Rodábamos sobre el fondo plano del lago, aunque estábamos a más de 3.650 metros sobre el nivel del mar. El reseco aire primaveral cortaba los labios. Muchas de las aldeas de pescadores que llevaban milenios obteniendo su sustento del Poopó estaban tan vacías como el lago, y atrás dejábamos grupos de casas de adobe abandonadas. Remolinos de polvo danzaban a su alrededor.
A lo lejos distinguimos varios barcos de aluminio que parecían flotar en el agua. Pero al acercarnos, el espejismo se desvaneció y constatamos que estaban varados sobre el lodo. Me apeé del vehículo. Mis zapatos quebraron una costra de sal que formaba terrones irregulares.
Mi guía, Ramiro Pillco Zolá, dio unos crepitantes pasos sobre el salar para aproximarse a uno de aquellos botes destartalados y semienterrados.
Como una ola, inundaron su mente recuerdos de la infancia, de cuando remaba por el lago muchos años antes de dejar su pueblo, San Pedro de Condo, para estudiar y terminar doctorándose en hidrología y cambio climático por la Universidad de Lund, en Suecia.
«No estamos hablando de una nimiedad –me dijo–. Hace 30 años este lago cubría una superficie de 3.000 kilómetros cuadrados. Va a ser difícil recuperarlo».
El agua que otrora cubría una superficie del tamaño de la provincia de Álava había desaparecido. Un par de botas de goma yacían cerca del bote. El cráneo de un pez refulgía bajo el sol cegador. De pronto paró el viento, y en aquella escena postapocalíptica se hizo el silencio. Si el agua es vida, allí faltaban tanto la una como la otra.
El cambio climático está calentando muchos lagos a mayor velocidad que los océanos y la atmósfera.

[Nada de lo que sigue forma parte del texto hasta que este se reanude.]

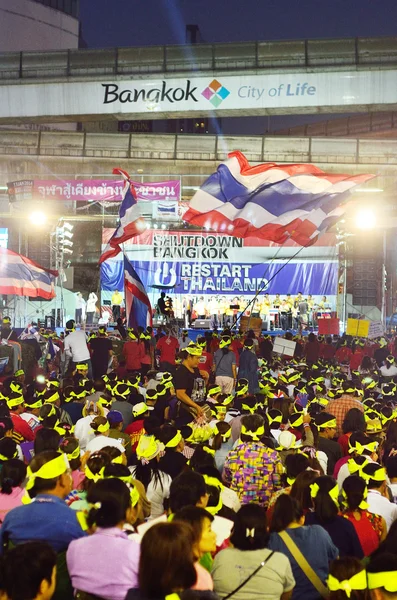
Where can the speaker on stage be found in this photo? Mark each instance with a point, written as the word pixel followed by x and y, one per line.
pixel 202 324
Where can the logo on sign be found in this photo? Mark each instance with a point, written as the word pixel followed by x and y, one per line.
pixel 216 93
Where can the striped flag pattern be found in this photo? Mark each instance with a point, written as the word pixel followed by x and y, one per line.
pixel 23 277
pixel 131 222
pixel 137 303
pixel 271 201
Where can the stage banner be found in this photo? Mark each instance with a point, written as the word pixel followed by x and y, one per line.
pixel 316 278
pixel 85 190
pixel 194 262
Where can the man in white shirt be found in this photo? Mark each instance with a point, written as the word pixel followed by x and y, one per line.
pixel 378 502
pixel 76 348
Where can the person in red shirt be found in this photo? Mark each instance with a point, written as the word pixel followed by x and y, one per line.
pixel 357 357
pixel 327 350
pixel 133 352
pixel 236 346
pixel 312 349
pixel 344 353
pixel 16 404
pixel 167 346
pixel 206 359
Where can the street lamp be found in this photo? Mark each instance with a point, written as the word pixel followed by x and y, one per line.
pixel 38 218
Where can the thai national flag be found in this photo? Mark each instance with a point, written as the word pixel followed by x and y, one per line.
pixel 131 223
pixel 137 303
pixel 21 276
pixel 270 201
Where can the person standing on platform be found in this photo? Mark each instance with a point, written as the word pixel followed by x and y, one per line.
pixel 79 308
pixel 167 346
pixel 91 307
pixel 117 301
pixel 102 351
pixel 265 311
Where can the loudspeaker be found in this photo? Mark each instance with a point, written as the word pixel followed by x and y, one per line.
pixel 202 324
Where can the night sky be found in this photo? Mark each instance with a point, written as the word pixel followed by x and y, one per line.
pixel 153 22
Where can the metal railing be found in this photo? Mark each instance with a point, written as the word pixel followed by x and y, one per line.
pixel 152 60
pixel 148 147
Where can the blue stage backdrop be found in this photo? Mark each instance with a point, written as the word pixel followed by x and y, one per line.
pixel 316 278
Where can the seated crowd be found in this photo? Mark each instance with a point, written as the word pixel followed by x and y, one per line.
pixel 236 473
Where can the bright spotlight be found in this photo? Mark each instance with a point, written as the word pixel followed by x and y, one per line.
pixel 38 218
pixel 366 219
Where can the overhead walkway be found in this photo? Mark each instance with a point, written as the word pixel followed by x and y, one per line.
pixel 253 78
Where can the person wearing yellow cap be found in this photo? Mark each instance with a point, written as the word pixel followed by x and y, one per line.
pixel 326 425
pixel 252 469
pixel 370 528
pixel 100 427
pixel 382 575
pixel 189 386
pixel 325 496
pixel 173 461
pixel 225 365
pixel 106 563
pixel 378 501
pixel 47 518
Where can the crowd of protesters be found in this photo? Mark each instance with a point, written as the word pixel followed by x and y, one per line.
pixel 202 469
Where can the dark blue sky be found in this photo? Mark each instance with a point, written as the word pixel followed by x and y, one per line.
pixel 152 22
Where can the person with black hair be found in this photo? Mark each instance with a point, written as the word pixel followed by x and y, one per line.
pixel 147 470
pixel 204 544
pixel 312 542
pixel 12 476
pixel 324 492
pixel 28 571
pixel 47 518
pixel 173 461
pixel 391 469
pixel 46 439
pixel 106 563
pixel 354 421
pixel 326 425
pixel 382 577
pixel 250 549
pixel 370 528
pixel 166 565
pixel 378 501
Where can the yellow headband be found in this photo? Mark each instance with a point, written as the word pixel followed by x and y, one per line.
pixel 387 580
pixel 331 424
pixel 54 468
pixel 90 475
pixel 209 450
pixel 74 454
pixel 5 458
pixel 53 398
pixel 103 428
pixel 253 434
pixel 379 475
pixel 277 419
pixel 214 482
pixel 194 350
pixel 37 404
pixel 174 441
pixel 363 504
pixel 357 582
pixel 333 493
pixel 242 390
pixel 215 390
pixel 13 402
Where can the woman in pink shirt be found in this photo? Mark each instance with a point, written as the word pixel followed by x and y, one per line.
pixel 12 475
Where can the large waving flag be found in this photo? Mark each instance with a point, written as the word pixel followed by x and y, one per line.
pixel 137 303
pixel 270 201
pixel 131 222
pixel 24 277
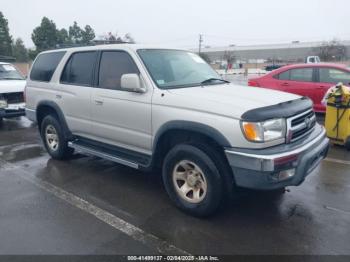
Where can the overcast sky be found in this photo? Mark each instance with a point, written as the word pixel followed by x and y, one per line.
pixel 179 22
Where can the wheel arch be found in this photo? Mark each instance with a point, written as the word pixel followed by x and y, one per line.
pixel 175 132
pixel 45 108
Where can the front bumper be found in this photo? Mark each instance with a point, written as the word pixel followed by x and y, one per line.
pixel 13 110
pixel 261 168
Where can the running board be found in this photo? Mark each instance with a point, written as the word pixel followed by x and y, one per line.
pixel 98 153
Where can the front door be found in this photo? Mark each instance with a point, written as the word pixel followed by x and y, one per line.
pixel 74 98
pixel 120 117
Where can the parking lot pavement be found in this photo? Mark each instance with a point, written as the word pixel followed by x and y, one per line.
pixel 91 206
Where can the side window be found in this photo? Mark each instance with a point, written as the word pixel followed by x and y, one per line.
pixel 113 65
pixel 332 75
pixel 79 69
pixel 45 65
pixel 301 74
pixel 284 75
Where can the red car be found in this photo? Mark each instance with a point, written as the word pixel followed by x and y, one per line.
pixel 311 80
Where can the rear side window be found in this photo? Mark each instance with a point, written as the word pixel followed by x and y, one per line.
pixel 45 65
pixel 301 74
pixel 332 75
pixel 284 75
pixel 113 65
pixel 79 69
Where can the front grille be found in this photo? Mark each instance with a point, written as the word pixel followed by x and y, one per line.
pixel 300 125
pixel 13 98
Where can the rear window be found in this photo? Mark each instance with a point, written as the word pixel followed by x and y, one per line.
pixel 79 69
pixel 45 65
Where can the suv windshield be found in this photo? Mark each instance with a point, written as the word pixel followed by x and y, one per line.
pixel 9 72
pixel 177 69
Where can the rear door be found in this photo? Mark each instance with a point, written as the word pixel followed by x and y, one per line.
pixel 300 81
pixel 120 117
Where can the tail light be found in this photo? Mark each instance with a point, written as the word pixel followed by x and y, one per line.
pixel 253 83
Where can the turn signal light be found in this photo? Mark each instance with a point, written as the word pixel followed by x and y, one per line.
pixel 250 131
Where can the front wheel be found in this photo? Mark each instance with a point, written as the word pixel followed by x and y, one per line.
pixel 54 140
pixel 192 180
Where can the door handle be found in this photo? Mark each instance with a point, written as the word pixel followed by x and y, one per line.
pixel 99 102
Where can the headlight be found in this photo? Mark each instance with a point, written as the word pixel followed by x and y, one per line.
pixel 3 104
pixel 264 131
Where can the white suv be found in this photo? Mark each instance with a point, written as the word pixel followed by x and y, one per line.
pixel 150 107
pixel 12 84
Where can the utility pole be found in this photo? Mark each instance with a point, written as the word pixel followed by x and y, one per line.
pixel 200 43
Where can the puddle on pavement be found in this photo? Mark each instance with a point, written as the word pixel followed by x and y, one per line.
pixel 21 152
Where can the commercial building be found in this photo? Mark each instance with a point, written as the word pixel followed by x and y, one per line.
pixel 291 52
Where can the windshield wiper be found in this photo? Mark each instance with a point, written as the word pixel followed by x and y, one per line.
pixel 209 80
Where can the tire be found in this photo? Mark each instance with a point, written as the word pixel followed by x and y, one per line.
pixel 54 140
pixel 192 180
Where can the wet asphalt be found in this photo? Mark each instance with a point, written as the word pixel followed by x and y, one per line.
pixel 313 218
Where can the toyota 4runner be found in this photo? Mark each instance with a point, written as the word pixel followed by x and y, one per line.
pixel 150 107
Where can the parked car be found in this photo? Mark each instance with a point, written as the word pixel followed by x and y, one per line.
pixel 12 84
pixel 272 67
pixel 164 108
pixel 312 60
pixel 311 80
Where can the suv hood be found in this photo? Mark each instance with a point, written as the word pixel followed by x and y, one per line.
pixel 12 86
pixel 228 99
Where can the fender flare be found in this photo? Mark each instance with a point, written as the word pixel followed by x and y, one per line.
pixel 59 114
pixel 190 126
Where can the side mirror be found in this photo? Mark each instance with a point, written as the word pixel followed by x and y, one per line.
pixel 131 83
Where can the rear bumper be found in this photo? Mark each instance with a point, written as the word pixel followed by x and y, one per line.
pixel 13 110
pixel 278 167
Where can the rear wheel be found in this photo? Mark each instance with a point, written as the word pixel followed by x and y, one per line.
pixel 192 180
pixel 54 140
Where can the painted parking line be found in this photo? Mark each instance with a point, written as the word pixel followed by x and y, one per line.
pixel 117 223
pixel 337 161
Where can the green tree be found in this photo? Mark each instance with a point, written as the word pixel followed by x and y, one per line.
pixel 88 34
pixel 45 36
pixel 20 52
pixel 63 37
pixel 75 33
pixel 5 37
pixel 129 39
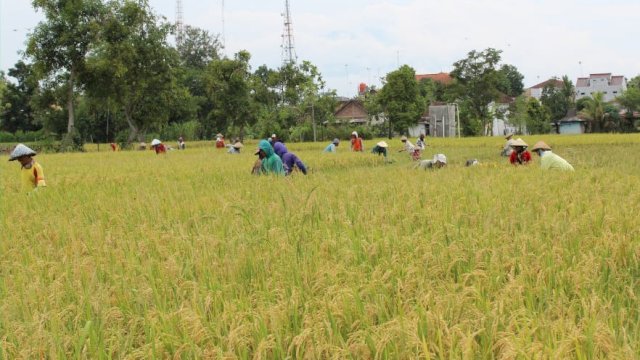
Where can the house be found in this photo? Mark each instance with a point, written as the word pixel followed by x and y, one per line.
pixel 572 125
pixel 610 86
pixel 351 111
pixel 441 78
pixel 440 121
pixel 536 90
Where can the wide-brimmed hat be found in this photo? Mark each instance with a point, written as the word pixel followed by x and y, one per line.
pixel 519 142
pixel 21 150
pixel 541 145
pixel 440 157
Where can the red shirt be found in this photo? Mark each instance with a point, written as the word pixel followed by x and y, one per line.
pixel 160 149
pixel 522 158
pixel 356 144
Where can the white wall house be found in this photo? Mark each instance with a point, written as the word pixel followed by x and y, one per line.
pixel 536 90
pixel 610 86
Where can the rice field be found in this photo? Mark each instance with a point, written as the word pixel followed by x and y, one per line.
pixel 129 255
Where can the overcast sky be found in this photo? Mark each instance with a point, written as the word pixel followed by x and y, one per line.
pixel 353 41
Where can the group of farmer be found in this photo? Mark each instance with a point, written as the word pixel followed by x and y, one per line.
pixel 518 154
pixel 274 157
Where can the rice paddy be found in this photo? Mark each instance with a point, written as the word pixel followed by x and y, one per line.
pixel 137 256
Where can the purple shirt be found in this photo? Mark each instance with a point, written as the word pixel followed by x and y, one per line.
pixel 289 160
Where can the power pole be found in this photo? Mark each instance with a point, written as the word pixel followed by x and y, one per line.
pixel 288 48
pixel 179 23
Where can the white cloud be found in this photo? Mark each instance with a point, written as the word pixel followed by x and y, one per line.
pixel 542 38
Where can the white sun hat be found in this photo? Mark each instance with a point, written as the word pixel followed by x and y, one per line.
pixel 441 158
pixel 21 150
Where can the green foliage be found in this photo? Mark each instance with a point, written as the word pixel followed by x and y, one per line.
pixel 594 112
pixel 400 99
pixel 479 82
pixel 59 44
pixel 511 83
pixel 134 67
pixel 538 117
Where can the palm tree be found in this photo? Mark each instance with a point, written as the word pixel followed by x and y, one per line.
pixel 594 111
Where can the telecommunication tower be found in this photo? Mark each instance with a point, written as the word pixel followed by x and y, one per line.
pixel 288 48
pixel 179 22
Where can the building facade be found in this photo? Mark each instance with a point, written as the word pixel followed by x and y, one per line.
pixel 610 86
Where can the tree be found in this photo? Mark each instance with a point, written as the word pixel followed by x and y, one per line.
pixel 400 99
pixel 18 111
pixel 594 112
pixel 555 101
pixel 60 44
pixel 227 82
pixel 630 101
pixel 538 116
pixel 134 67
pixel 479 83
pixel 511 84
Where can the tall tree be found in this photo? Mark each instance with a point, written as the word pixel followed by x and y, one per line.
pixel 18 112
pixel 479 83
pixel 227 82
pixel 538 116
pixel 594 111
pixel 134 66
pixel 511 84
pixel 400 99
pixel 60 43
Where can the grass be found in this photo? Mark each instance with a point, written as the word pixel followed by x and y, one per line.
pixel 133 255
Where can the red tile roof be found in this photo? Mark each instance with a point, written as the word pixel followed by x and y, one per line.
pixel 442 78
pixel 554 82
pixel 617 80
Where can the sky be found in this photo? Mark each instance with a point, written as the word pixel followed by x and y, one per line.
pixel 358 41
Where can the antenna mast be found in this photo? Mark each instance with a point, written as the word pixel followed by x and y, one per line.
pixel 179 23
pixel 223 34
pixel 288 48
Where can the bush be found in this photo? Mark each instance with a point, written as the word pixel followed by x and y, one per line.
pixel 7 137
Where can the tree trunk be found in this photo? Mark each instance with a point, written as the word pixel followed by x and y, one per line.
pixel 132 127
pixel 71 121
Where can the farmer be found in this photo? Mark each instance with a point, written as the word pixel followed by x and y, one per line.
pixel 235 148
pixel 291 162
pixel 158 146
pixel 410 148
pixel 380 149
pixel 549 160
pixel 438 161
pixel 421 143
pixel 220 141
pixel 356 142
pixel 332 147
pixel 520 154
pixel 31 172
pixel 507 150
pixel 270 162
pixel 279 148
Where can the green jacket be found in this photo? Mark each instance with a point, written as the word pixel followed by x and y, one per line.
pixel 272 164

Este calor extra acelera la evaporación, un efecto que conspira con la mala gestión humana para agravar la escasez de agua, la contaminación y la pérdida de hábitat de aves y peces.
Pero aunque «las huellas del cambio climático están por todas partes, no se manifiestan del mismo modo en todos los lagos», dice Catherine O’Reilly, hidroecóloga de la Universidad Estatal de Illinois y codirectora de un estudio lacustre internacional que lleva a cabo un plantel de 64 científicos.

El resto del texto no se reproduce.